A µ makes a difference

Eumig’s prototype with sensor keys

Jürgen Lossau, February 19th, 2020

Gus Seemann is about to embark on a journey to a country that disappeared forty years ago. It is the state of the Eumiganer, once world champions in the construction of sound film projectors and forced to end abruptly in 1981. While researching for a booklet about the Austrian manufacturer’s movie cameras, he unexpectedly comes across a prototype called Eumig µP 2000. The bulky box contains a lot of technical innovations and has a computer on board, so to speak. That was new – 1978.

Prototype Eumig µP 2000, 1979.  Photo: Jürgen Lossau

At this time the first attempts to produce the µP 2000 began. The micro-sign is always combined with Latin letters. For example with units of measurement such as micrometer µm. Colloquially My is used as a synonym for “a little bit”. This camera is more than just a little bit different and the number 2000 points promisingly into the future.

The plans for a completely new camera in the guise of the well-known Eumig PMA series had to be implemented by Peter Vockenhuber, who was sitting with his team of designers at Bolex in Switzerland. Vockenhuber, son of the then Eumig Managing Director Engineer Karl Vockenhuber, had left to join the subsidiary company. Bolex had belonged to Eumig since 1970.

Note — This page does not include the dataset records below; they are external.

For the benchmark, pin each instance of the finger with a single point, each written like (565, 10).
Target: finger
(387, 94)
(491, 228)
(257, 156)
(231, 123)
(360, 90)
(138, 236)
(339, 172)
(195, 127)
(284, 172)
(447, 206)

In the French-speaking town of Yverdon, a lot was invented for Eumig: the underwater movie camera Nautica, the wide-angle attachment PMA and also the prototypes for sound movie cameras (after the early production had been made at Bell & Howell in Japan). In 1979, the study department even tried its hand at a sound film camera for the Polavision instant Polaroid process.

But research and development in Switzerland could not live on the designs for Eumig alone. For Agfa in Munich, the study department therefore constructed a Super-8 film scanner that was used for broadcasting. Bolex was also responsible for improving a 35 mm film development system for Agfa. In view of the poor sales in the narrow film sector, they were in for no good. On behalf of Philips it was even allowed to construct a shear blade drive for razors.

32 sensor keys for film effects.  Photo: Jürgen Lossau

But back to µP 2000. In the Rue des Uttins the heads were smoking to set up a movie camera with 32 hubless sensor keys for Eumig. Inside the wonder was a microprocessor from Mustek, which had a lot to do. He had to motorize the focus for certain focus zones at the push of a button: 2.4-6m in the room, 1.5-2.4m for portraits. The motor was in a small box above the lens, which made the camera look like an autofocus monster. But the µP 2000 did not have an automatic focusing. The focus could only be controlled by motor by looking through the viewfinder. This gimmick was called Power Focus.

A fast lens with 8x zoom 1:1.2/7-56mm also belonged to the narrow gauge film bolide. And all kinds of gadgetry: Fade-in and fade-out, three seconds of lap dissolve, an intervalometer for single frame tricks, 1, 9, 18, 24 fps, determination of the scene length, aperture correction, self-timer and different speeds for the zoom and the Power Focus motor.

Short version of the instruction manual.  Photo: Jürgen Lossau

A separate light meter eye under the lens could be used to control long exposures – just like Bauer and Nizo already did. Even though the camera looks like a sound film model, it only produced silent scenes on film. A glance into the cartridge chamber shows that although it could use silent and sound film cartridges, the magnetic sound track was only useful for recording on a sound projector.

No sound film recording, only for silent use of sound cartridges.  Photo Jürgen Lossau

At the end of 1980, the µP 2000 was to be ready for the market. But things turned out differently. The thing with the many buttons disappeared from the scene, as did the Eumig company with its more than 6,000 employees. And Gus Seemann of the Eumig Museum in Wiener Neudorf now keeps this special treasure of a movie camera that was never built.